Em entrevista ao Variety, Wilkinson falou sobre o trabalho de Didion como crítica de cinema e roteirista, o que ela entendia sobre Hollywood e a política americana, e o que espera que o livro ofereça aos leitores. “É difícil separar a história dos Estados Unidos no século XX da história de Hollywood”, disse Wilkinson. “Não havia pensado muito sobre o fato de que, ao escrever este livro, estaria escrevendo sobre Ronald Reagan, John Wayne e Barry Goldwater, e como há uma intersecção entre política e Hollywood com todos eles. O mesmo vale para John F. Kennedy.”

Wilkinson também destacou a visão crítica de Didion sobre a política como um espetáculo. “Ela via a campanha política como uma produção cinematográfica, onde a presidência se transformava em uma performance para as câmeras”, explicou. “Isso me fez perceber o quanto Hollywood era uma metáfora central em seu trabalho.”

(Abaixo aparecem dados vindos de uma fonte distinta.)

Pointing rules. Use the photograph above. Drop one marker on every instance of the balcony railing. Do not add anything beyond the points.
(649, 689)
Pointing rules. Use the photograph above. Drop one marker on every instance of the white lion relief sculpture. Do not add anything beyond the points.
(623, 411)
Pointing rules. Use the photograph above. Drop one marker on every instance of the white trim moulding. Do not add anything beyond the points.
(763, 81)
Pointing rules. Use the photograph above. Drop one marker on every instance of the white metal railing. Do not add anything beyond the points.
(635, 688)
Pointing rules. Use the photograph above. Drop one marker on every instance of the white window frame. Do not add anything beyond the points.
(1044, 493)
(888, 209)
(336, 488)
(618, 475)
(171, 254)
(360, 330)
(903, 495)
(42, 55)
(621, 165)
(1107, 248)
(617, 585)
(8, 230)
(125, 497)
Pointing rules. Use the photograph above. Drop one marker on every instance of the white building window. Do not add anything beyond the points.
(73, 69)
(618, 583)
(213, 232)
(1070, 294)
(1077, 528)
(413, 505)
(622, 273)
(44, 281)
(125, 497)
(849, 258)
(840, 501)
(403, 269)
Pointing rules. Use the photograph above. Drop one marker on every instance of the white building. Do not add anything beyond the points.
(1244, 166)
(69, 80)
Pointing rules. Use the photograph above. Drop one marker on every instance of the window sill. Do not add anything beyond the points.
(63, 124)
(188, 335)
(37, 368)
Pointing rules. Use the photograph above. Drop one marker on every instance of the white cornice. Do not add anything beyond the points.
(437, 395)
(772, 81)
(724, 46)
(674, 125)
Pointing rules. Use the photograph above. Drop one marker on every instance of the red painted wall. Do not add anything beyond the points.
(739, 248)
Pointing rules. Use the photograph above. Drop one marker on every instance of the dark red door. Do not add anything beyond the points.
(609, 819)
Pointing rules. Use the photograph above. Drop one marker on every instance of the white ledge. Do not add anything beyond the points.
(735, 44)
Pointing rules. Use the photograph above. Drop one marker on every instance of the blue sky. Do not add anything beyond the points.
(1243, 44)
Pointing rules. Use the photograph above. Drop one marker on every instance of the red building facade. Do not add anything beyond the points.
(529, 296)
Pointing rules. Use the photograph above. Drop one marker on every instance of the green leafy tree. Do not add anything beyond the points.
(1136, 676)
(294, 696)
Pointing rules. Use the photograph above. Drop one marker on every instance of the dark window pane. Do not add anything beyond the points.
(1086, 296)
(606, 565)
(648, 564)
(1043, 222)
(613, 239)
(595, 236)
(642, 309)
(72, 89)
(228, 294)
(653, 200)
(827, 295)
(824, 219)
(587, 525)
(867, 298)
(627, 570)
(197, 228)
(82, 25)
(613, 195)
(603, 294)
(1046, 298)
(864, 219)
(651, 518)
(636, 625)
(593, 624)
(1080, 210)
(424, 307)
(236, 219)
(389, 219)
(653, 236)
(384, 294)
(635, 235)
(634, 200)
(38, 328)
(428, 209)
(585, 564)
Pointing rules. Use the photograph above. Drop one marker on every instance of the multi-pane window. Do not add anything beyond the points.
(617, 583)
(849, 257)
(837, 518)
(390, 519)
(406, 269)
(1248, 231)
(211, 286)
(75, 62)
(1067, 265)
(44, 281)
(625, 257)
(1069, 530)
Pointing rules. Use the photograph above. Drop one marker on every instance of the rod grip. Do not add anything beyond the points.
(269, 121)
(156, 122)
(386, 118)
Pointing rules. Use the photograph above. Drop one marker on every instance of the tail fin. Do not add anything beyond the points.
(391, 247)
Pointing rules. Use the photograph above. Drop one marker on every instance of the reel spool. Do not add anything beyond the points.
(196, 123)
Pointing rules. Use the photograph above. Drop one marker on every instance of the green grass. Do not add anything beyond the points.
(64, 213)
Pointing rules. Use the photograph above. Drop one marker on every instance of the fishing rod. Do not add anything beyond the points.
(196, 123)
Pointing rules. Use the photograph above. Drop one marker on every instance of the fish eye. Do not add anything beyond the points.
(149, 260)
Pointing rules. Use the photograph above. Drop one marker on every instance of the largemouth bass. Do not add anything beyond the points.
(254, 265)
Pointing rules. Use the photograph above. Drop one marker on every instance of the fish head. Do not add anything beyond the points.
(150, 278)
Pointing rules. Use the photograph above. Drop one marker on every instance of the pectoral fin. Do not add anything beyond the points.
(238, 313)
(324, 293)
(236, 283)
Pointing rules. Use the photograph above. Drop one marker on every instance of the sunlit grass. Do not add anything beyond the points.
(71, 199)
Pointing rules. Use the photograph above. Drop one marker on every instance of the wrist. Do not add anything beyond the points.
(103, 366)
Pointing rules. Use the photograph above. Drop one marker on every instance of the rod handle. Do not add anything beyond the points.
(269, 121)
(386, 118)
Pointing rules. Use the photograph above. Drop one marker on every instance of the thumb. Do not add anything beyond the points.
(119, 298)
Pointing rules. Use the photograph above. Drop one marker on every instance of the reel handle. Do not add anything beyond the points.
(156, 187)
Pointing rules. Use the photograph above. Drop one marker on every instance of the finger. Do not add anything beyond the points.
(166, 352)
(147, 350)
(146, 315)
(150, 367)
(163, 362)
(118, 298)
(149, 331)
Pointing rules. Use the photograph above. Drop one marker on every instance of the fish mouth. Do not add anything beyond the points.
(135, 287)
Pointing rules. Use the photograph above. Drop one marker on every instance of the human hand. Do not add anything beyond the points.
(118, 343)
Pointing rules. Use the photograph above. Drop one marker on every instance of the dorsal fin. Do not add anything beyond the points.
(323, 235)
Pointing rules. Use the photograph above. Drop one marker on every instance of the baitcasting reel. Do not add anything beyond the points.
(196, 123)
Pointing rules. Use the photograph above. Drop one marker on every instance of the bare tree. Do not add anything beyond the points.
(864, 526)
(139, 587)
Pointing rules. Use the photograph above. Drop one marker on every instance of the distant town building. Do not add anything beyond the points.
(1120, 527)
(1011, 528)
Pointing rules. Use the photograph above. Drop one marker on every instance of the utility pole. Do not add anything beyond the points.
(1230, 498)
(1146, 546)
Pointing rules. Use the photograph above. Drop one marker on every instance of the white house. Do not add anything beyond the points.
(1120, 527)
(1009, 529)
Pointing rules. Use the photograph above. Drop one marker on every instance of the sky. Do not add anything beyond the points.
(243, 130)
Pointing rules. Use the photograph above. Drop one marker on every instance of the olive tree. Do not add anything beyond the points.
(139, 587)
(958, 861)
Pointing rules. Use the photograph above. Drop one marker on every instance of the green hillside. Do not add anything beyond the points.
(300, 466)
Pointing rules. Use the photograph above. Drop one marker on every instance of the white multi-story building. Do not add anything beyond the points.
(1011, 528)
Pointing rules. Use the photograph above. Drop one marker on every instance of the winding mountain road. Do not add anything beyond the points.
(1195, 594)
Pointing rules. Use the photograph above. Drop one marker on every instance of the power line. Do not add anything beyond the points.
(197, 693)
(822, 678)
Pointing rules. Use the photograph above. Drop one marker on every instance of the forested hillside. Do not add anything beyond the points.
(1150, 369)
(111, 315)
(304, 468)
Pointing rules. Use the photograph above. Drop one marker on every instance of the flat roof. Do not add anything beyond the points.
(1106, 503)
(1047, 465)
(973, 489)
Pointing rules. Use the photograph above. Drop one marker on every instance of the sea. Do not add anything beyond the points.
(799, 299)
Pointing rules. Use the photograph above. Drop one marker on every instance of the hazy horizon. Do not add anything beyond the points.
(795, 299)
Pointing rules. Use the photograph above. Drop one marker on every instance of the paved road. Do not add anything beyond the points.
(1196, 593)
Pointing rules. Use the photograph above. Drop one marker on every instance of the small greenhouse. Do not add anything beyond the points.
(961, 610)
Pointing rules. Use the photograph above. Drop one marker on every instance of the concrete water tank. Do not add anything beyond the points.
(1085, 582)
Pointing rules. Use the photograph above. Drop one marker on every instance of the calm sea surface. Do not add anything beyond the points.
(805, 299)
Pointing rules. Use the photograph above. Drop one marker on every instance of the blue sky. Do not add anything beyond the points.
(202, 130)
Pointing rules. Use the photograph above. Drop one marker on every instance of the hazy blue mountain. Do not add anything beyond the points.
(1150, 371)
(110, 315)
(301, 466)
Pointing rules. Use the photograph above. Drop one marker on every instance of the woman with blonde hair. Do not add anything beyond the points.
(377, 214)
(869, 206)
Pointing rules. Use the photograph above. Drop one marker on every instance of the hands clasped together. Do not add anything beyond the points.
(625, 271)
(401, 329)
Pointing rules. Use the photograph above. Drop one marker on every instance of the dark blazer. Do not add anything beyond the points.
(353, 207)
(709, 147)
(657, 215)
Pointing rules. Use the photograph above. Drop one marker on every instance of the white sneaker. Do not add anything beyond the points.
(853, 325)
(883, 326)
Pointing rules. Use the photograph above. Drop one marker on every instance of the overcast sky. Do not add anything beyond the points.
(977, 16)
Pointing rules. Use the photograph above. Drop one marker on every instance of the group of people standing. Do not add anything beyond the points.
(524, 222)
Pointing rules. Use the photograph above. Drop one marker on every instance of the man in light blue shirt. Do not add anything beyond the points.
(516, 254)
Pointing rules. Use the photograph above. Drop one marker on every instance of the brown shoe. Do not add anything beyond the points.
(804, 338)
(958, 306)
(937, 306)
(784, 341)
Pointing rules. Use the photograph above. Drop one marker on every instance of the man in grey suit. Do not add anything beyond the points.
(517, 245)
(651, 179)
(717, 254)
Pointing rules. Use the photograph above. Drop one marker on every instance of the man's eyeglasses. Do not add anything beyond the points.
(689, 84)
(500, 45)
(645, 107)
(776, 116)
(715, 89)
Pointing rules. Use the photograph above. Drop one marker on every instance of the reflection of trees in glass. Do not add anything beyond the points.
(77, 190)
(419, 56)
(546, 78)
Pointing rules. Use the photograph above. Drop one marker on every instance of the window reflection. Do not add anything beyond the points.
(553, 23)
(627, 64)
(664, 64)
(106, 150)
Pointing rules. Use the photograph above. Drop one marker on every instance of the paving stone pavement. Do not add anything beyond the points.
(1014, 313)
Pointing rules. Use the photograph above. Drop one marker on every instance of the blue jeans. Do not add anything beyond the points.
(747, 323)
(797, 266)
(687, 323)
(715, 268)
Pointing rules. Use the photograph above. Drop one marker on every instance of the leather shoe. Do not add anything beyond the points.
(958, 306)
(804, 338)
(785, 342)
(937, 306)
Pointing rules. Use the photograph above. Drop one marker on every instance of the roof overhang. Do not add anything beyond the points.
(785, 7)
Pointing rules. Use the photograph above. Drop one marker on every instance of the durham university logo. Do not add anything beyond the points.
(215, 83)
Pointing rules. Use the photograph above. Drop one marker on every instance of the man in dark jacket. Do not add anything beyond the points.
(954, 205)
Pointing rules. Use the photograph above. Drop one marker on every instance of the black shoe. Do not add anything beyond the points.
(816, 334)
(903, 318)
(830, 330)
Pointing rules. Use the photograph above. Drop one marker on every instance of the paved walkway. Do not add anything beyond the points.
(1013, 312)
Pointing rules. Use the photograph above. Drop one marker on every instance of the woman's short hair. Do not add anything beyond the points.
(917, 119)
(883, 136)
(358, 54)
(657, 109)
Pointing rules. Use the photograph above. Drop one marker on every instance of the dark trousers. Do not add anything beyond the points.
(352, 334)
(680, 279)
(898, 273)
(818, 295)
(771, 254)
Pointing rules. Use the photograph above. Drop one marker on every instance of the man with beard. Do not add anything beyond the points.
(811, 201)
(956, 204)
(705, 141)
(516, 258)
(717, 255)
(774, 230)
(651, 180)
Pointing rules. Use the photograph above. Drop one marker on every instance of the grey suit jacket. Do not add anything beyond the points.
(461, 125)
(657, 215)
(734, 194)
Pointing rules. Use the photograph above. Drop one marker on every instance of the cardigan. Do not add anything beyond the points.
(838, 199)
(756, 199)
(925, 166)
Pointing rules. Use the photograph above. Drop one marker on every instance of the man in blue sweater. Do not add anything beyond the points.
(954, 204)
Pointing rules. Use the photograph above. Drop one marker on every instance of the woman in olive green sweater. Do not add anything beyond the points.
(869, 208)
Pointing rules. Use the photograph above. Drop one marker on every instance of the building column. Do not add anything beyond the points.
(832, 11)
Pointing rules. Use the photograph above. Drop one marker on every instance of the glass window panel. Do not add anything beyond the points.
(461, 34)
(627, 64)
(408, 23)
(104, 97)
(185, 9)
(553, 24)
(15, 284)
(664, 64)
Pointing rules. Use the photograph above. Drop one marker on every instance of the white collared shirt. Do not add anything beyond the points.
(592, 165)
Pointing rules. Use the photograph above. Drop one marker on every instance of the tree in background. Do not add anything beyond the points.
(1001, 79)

Além disso, Wilkinson explorou as críticas de cinema de Didion, muitas delas publicadas na Vogue e nunca reeditadas. “Ela não levava o cinema tão a sério como meio artístico, mas era fascinada pelo negócio e pelo entretenimento”, observou. “Há uma ironia em seu trabalho: enquanto suas críticas refletiam uma preferência pelo cinema clássico de Hollywood, os filmes que ela escreveu com Dunne, como ‘The Panic in Needle Park’, eram profundamente influenciados pelo New Hollywood.”

Wilkinson espera que o livro ofereça uma nova perspectiva sobre Didion, mostrando como Hollywood foi uma lente crucial para sua compreensão da cultura e da política americanas. “Ela era muito mais do que a imagem que temos dela hoje”, concluiu. “Espero que o livro ilumine tanto os fãs de Didion quanto aqueles que se interessam por como chegamos ao ponto em que estamos.”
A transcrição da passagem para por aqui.